Inversion procedure for dual-mode electromagnetic nondestructive characterization of shot-peened IN718

The authors have recently developed a new technique for nondestructive Hall coefficient measurement based on inductive sensing of the Hall-Corbino current produced by injecting high-frequency alternating current into the component under test. This paper investigates the feasibility of separating the competing effects of near-surface residual stress and cold work in shot-peened fully hardened IN718 alloy in high-frequency dual-mode Hall impedance and eddy current conductivity measurements.
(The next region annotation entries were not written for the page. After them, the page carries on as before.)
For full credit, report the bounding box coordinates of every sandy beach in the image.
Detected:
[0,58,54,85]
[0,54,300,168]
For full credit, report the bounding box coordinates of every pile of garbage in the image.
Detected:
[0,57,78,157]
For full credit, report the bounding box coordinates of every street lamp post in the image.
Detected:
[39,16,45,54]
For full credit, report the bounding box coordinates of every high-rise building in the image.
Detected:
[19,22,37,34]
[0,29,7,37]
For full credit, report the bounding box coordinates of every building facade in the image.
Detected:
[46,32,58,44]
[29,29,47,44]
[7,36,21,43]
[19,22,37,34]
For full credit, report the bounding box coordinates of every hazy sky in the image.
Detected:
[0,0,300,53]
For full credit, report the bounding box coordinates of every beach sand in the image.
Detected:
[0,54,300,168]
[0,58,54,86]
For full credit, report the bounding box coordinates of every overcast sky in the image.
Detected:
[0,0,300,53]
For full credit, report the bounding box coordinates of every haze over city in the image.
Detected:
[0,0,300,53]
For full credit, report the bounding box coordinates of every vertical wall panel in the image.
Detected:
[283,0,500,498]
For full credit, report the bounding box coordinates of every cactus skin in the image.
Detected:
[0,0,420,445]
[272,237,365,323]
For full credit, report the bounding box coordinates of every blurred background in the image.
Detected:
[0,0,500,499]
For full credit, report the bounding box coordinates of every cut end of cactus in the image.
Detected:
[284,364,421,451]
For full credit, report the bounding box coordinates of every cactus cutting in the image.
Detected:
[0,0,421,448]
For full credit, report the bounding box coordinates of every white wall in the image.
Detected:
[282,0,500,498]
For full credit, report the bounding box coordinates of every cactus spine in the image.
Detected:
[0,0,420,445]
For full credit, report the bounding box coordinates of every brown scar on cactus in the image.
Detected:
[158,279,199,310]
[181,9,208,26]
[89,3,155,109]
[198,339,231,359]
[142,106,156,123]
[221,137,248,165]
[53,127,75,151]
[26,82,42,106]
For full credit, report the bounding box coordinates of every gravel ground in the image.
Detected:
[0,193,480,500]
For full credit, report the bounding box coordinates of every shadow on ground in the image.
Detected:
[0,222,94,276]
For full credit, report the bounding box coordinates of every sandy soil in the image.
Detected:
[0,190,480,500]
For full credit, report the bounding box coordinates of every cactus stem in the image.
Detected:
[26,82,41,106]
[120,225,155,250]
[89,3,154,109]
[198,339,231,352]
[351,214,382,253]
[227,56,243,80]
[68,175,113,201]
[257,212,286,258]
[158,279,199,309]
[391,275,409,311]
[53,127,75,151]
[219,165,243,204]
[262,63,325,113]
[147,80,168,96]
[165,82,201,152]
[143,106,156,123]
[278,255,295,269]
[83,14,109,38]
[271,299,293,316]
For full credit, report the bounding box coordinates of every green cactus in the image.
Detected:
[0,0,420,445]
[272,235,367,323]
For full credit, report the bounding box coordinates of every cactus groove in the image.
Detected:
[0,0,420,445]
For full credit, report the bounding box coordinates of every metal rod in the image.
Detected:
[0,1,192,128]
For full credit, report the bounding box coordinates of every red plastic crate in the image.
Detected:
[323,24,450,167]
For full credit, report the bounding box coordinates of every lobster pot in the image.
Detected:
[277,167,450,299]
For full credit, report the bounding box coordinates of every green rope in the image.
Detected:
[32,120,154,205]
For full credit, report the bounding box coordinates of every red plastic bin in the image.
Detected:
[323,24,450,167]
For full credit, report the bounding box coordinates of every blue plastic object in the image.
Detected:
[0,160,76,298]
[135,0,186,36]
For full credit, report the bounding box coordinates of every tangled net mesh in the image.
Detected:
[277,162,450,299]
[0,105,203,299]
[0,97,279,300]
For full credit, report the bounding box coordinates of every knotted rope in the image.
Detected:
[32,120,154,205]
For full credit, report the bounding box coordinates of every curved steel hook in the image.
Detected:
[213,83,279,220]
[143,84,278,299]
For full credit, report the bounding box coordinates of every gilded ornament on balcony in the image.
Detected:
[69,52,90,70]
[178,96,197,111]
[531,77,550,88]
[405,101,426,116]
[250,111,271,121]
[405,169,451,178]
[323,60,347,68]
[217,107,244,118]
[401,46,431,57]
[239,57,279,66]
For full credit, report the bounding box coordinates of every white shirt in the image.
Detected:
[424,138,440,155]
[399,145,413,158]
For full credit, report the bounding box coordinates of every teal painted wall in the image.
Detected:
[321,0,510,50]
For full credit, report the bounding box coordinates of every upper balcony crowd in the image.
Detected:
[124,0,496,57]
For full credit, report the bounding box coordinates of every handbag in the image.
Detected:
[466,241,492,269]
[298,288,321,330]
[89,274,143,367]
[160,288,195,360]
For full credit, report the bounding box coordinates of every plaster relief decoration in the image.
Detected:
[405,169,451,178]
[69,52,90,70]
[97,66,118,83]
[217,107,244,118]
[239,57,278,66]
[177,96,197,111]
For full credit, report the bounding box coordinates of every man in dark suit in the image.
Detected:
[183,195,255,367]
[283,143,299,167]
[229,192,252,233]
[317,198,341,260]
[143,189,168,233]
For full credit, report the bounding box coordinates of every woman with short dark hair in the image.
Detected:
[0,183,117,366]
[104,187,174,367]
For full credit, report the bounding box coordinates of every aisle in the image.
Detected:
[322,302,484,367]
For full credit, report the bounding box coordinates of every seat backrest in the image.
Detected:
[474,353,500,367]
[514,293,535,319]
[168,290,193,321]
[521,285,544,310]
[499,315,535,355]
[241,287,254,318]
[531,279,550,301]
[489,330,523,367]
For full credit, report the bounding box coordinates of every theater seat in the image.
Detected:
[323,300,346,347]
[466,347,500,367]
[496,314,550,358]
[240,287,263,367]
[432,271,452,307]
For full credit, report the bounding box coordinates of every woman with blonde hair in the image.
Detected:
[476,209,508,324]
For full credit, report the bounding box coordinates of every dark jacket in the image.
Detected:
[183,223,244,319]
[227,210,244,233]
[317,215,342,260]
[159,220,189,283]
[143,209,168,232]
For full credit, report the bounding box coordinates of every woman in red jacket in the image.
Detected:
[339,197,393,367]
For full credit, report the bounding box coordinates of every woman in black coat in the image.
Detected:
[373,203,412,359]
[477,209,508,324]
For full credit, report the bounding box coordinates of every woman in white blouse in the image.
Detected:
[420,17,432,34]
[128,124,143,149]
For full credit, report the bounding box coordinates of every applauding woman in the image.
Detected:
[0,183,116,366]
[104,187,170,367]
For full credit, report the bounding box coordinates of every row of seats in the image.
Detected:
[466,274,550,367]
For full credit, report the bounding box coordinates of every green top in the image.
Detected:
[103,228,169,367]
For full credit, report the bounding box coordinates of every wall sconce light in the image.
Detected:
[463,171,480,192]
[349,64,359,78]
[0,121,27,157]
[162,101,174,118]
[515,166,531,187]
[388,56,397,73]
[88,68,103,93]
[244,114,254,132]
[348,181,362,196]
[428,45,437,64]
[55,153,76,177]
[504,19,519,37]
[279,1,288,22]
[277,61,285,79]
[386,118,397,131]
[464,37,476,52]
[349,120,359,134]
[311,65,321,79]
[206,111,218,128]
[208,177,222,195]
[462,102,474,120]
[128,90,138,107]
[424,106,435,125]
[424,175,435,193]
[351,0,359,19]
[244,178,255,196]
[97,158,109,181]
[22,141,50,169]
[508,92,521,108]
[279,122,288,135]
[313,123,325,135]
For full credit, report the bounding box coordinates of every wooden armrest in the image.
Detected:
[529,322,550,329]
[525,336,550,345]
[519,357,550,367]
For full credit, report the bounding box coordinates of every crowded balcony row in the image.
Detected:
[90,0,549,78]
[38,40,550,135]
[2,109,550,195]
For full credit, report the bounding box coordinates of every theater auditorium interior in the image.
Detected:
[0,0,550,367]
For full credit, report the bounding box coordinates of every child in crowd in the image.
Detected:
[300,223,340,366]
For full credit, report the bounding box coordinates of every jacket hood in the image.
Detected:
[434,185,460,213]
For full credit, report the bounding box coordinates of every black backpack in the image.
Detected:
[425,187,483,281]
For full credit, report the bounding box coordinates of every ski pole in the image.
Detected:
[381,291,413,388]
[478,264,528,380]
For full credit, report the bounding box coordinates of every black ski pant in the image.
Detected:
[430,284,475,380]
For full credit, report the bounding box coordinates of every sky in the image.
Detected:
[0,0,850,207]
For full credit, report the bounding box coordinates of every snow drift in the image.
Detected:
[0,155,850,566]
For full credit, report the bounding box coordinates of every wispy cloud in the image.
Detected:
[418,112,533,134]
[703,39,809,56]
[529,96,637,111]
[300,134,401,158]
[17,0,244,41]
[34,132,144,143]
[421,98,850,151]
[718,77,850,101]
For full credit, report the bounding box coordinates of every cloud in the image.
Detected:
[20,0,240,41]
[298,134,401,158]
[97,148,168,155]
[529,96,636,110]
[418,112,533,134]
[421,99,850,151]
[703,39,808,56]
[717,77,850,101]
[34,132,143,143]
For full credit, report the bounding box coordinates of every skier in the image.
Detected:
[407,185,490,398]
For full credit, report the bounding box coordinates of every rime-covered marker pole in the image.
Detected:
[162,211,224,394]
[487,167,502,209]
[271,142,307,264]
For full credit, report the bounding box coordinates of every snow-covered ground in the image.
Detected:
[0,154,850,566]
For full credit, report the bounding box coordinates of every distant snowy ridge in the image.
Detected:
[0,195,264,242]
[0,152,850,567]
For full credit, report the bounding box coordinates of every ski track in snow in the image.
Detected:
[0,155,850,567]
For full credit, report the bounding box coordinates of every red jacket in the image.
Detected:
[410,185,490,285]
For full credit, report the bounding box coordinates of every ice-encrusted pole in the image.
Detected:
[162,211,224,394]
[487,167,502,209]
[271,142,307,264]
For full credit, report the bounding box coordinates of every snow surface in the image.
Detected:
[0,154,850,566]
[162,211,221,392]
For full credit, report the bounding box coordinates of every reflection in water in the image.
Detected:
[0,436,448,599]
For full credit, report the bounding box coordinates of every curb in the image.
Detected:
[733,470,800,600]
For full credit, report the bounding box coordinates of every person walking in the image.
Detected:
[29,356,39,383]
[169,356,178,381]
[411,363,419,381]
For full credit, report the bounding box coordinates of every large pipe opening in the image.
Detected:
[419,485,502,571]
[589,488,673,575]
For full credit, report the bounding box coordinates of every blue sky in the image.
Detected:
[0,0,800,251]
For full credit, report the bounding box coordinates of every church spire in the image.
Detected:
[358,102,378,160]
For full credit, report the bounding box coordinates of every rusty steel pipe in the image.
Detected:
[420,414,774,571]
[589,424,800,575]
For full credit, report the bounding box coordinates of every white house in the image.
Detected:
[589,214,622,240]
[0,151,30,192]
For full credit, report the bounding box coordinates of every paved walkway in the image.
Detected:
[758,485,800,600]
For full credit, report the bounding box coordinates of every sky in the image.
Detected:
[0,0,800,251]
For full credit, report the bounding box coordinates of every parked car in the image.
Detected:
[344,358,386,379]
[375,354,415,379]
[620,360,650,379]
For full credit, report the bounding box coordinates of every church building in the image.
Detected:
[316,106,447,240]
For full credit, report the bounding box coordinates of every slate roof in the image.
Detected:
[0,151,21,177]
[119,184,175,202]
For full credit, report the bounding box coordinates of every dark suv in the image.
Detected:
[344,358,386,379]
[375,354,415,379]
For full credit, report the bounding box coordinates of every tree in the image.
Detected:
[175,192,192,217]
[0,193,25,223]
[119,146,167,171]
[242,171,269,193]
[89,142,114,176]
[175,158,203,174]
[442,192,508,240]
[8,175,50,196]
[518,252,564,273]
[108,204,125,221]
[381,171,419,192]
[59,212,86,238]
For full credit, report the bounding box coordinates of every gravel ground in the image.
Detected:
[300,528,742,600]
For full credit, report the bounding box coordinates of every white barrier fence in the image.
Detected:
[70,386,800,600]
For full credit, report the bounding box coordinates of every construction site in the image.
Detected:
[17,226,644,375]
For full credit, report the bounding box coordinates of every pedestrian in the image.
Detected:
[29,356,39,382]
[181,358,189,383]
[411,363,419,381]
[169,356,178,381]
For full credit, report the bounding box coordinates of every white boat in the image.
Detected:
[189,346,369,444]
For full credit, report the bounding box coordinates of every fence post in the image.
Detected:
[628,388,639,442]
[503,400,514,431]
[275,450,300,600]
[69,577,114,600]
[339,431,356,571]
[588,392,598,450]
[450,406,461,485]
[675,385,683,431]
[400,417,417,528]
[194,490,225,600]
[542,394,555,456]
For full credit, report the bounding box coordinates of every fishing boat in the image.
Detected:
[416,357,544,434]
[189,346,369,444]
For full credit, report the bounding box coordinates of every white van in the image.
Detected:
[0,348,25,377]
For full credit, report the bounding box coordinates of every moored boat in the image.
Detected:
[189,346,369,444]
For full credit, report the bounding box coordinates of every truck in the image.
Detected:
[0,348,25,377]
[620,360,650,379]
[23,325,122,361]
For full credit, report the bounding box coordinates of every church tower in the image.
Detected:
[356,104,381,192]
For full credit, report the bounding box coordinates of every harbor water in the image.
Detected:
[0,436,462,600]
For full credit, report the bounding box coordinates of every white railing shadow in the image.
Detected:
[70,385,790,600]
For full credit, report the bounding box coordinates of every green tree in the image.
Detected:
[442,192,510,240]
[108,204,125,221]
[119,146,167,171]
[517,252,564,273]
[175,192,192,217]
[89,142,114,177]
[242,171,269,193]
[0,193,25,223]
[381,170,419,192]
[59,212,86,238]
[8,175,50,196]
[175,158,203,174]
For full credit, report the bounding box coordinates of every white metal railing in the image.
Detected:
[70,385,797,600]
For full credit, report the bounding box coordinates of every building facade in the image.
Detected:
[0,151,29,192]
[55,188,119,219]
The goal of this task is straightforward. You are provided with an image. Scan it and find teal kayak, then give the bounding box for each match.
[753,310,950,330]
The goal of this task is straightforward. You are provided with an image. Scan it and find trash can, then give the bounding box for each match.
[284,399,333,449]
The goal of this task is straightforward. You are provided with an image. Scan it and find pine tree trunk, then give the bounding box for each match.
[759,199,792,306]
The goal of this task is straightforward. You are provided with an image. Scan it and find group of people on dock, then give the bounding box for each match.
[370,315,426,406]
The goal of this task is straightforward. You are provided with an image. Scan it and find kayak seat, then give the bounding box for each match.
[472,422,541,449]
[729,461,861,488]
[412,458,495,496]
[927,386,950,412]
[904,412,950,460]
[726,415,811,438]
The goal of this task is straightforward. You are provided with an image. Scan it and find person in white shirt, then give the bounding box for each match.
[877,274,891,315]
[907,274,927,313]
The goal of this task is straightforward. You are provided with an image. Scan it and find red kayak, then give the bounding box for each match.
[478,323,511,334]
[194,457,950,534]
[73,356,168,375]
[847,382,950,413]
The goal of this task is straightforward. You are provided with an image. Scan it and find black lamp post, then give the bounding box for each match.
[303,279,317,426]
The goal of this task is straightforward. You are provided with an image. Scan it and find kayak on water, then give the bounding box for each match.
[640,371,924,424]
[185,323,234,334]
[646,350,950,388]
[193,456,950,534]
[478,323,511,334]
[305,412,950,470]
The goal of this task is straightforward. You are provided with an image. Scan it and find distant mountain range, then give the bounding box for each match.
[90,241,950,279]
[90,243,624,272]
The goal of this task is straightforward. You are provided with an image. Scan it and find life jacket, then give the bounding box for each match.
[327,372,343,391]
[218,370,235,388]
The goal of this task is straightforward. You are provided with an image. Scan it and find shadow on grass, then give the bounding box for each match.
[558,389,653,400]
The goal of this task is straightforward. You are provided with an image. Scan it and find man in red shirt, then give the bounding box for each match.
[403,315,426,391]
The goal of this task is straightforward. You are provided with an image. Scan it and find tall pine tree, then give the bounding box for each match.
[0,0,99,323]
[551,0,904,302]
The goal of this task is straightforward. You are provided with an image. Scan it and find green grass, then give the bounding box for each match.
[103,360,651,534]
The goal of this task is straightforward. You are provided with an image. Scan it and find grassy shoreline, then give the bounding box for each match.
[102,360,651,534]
For this purpose, an inversion procedure is proposed based on iterative application of a simplistic analytical approximation of the sought depth profiles. The inversion procedure was adapted to Hall coefficient depth profiling by accounting for the secondary eddy currents produced by the Hall-Corbino current at high frequencies. In order to test the accuracy of the proposed inversion procedure, representative Hall coefficient and electric conductivity distributions were selected based on typical residual stress and cold work depth profiles obtained by destructive XRD measurements. These distributions were calculated using gauge factors measured in previous studies that investigated the influence of applied elastic and plastic strain on the Hall coefficient and electric conductivity of fully hardened IN718. Numerical forward simulations were conducted to estimate the Hall impedance and apparent eddy current conductivity spectra produced by the selected elastic and plastic strain distributions. These spectra were then used as simulated measured data to test the inversion procedure. It was found, that the competing residual stress and cold work contributions of shot peening can be separated using dual-mode high-frequency inspection. The subsurface peak compressive stress and half-peak depth of the residual stress profile were reproduced with less than +/- 50-100 MPa and +/- 5-10 mu m errors, respectively, that is considered quite sufficient in subsurface residual stress profiling for life prediction purposes.